In a recent conversation in the business partner newsgroups, it was brought to my attention by Mark Dykun that either due to changes from SalesLogix v7.2 SP2 or from Vista SP1 that the SalesLogix Web client will work on Vista (in a limited capacity). It still won’t work on IIS7, but it will work when running through the ASP.NET Web Development Server. The Development Server is included with the .NET Framework 2.0 and works by running a small web server to host a local ASP.NET site for development or testing purposes, similar to Cassini. The last I tried this was with SalesLogix v 7.2.0 and it definitely didn’t work then. But it does now (huge hooray!).
Mark followed this conversation up with a post on his blog where he outlines how to create a batch file to launch the Development Web Server on the command-line and point to the deployed SalesLogix Web site. This is a great approach, however, I wanted to point out an alernative as well that is built right into the Application Architect. When you right click on a Portal in the Application Architect, you have a menu option available called “Test Portal”.
That this option does is deploy the portal to a temporary location and then launches the site in the ASP.NET Development Web Server automatically. Both steps in one action. The complete steps that this Test Portal option does are as follows:
Deploys the site to the following location:
where “SlxClient” is the name of the Portal. BTW, this is the same location that the site will get copied to when you use the “Pre-Compile” option in the deployment.
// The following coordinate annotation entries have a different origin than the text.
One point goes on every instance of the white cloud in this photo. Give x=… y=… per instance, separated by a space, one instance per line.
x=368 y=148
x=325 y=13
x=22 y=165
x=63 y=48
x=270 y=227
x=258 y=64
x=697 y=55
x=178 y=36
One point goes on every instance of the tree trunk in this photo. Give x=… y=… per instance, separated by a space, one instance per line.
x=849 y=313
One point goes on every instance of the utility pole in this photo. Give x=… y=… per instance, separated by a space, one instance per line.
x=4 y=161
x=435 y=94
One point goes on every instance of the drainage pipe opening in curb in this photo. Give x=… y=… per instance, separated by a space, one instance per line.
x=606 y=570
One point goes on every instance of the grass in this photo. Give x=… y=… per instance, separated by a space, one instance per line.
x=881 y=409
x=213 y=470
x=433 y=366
The AA will copy the site here, precompile it using the aspnet_compiler.exe in the .NET Framework and then deploy the compiled result to the actual deployment location (unless you have the “In-Place Compile” option checked)
The AA will then launch the .NET Development Web Server pointed to that location on port 8080.
A browser window will then automatically open pointing to the server running on port 8080.
So, you save the step of deploying, running your batch file, then launching the browser to that location. It does it all in one step, and best of all, right from within the Application Architect. You can also still open Visual Studio and point to the deployment directory (the “actual” deployment directory or to the “TEST” location where the files were copied to from the “Test Portal” option) and run the site from VS as well.
Anyway, I was completely excited to find that this works now. I don’t know if it was a change in SP or Vista, but I don’t really care. I’m just excited to be able to test/develop a local site on Vista, even if it is in a limited capacity. It would be nice to be able to run the site right on IIS7, and that support will eventually come, but for now, this new find was much needed! Goes to show you have to keep trying the stuff that didn’t work before with each new version, because you’ll never know what sneaks it way in! A HUGE thanks for Mark for getting me to try it again.